Osmanische Paläste wie der Topkapı-Palast (Kanonentor-Palast), der zwischen dem 15. und 16. Jahrhundert als kaiserlicher Wohnsitz und Hauptquartier diente, und der Dolmabahçe-Palast (voller Garten), der den Topkapı-Palast Mitte des 19. Jahrhunderts ablöste, sind ebenfalls großartige Beispiele für die architektonische Exzellenz dieser Epoche, auch wenn der Dolmabahçe-Palast ebenfalls ein Beispiel für die schädliche Großzügigkeit ist, die die Wirtschaft des Reiches lähmte.
Die Kunst der osmanischen Epoche schmückt die Seiten mehrerer von den Sultanen in Auftrag gegebener Manuskripte. Der Stil wurde, wie auch die Architektur, von benachbarten Kulturen übernommen. Mehrere Miniaturen, islamische kalligrafische Meisterwerke, dekorative Teppiche, Kacheln und Porträts aus dieser Zeit bieten einen Einblick in die kulturellen Werte und die Geschichte des Landes. Der Name des Sultans wurde auch in einer stilisierten Form geschrieben, der so genannten Tughra, die zur Unterzeichnung offizieller Dokumente verwendet wurde. Auch Poesie und Musik wurden von den osmanischen Herrschern gefördert, von denen viele selbst hervorragende Komponisten waren. Süleyman der Prächtige schrieb oft romantische Verse für seine Frau Hürrem Sultan (l. ca. 1502–1558) unter dem Pseudonym Muhibbi (was so viel wie Geliebter bedeutet).

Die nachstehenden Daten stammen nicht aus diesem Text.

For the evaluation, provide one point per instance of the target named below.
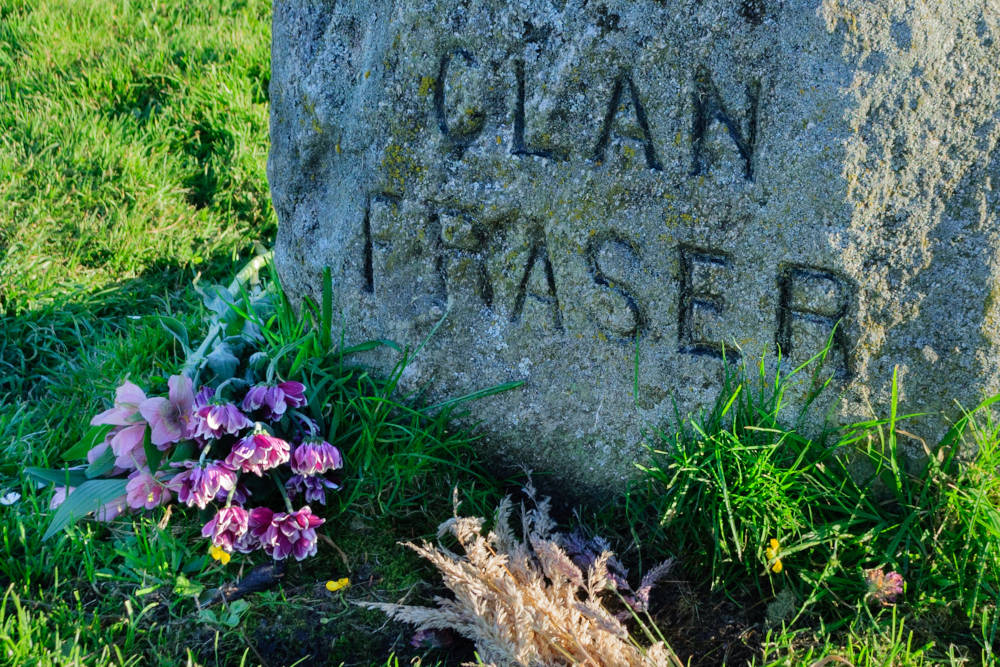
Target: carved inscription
(538, 282)
(621, 318)
(520, 147)
(460, 256)
(461, 122)
(813, 304)
(471, 119)
(700, 302)
(625, 85)
(708, 107)
(458, 251)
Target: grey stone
(602, 198)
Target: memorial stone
(604, 199)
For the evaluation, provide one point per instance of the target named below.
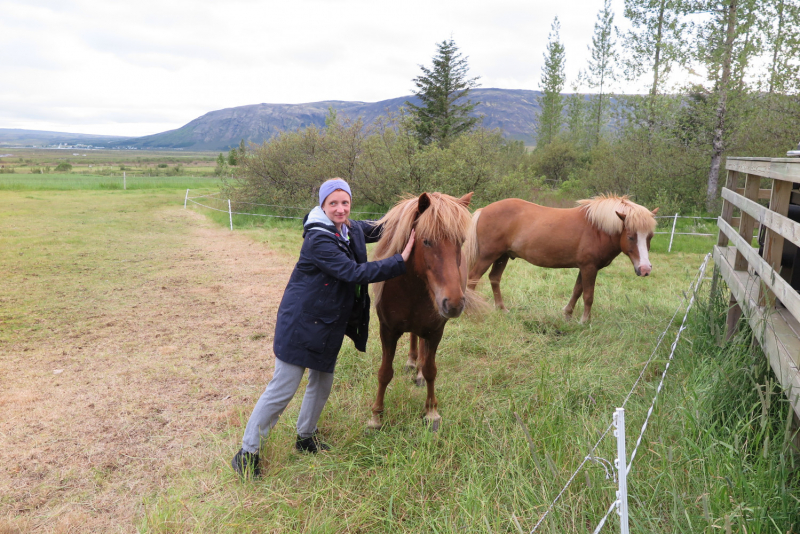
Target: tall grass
(716, 456)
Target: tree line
(738, 94)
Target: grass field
(159, 308)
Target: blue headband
(332, 185)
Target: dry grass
(120, 355)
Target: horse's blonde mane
(601, 212)
(447, 218)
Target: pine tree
(780, 23)
(657, 41)
(551, 102)
(576, 117)
(601, 72)
(440, 118)
(727, 51)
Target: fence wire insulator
(608, 467)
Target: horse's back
(549, 237)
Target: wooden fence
(760, 285)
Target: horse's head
(635, 243)
(441, 228)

Ab dem 19. Jahrhundert wurde am Hof auch Musik im europäischen Stil gepflegt, wie zum Beispiel die offizielle osmanische Hymne, die unter der Schirmherrschaft von Sultan Abdülmecid I. (reg. 1839–1861) komponiert wurde. Diese Formen der Kunst und Architektur ermöglichen es dem modernen Betrachter, die Dinge, die dem türkischen Volk am Herzen lagen, besser zu verstehen, und obwohl die europäischen Einflüsse im Laufe der Jahrhunderte allmählich zu beobachten sind, kann man immer noch die Elemente erkennen, die die osmanischen Türken einzigartig machten.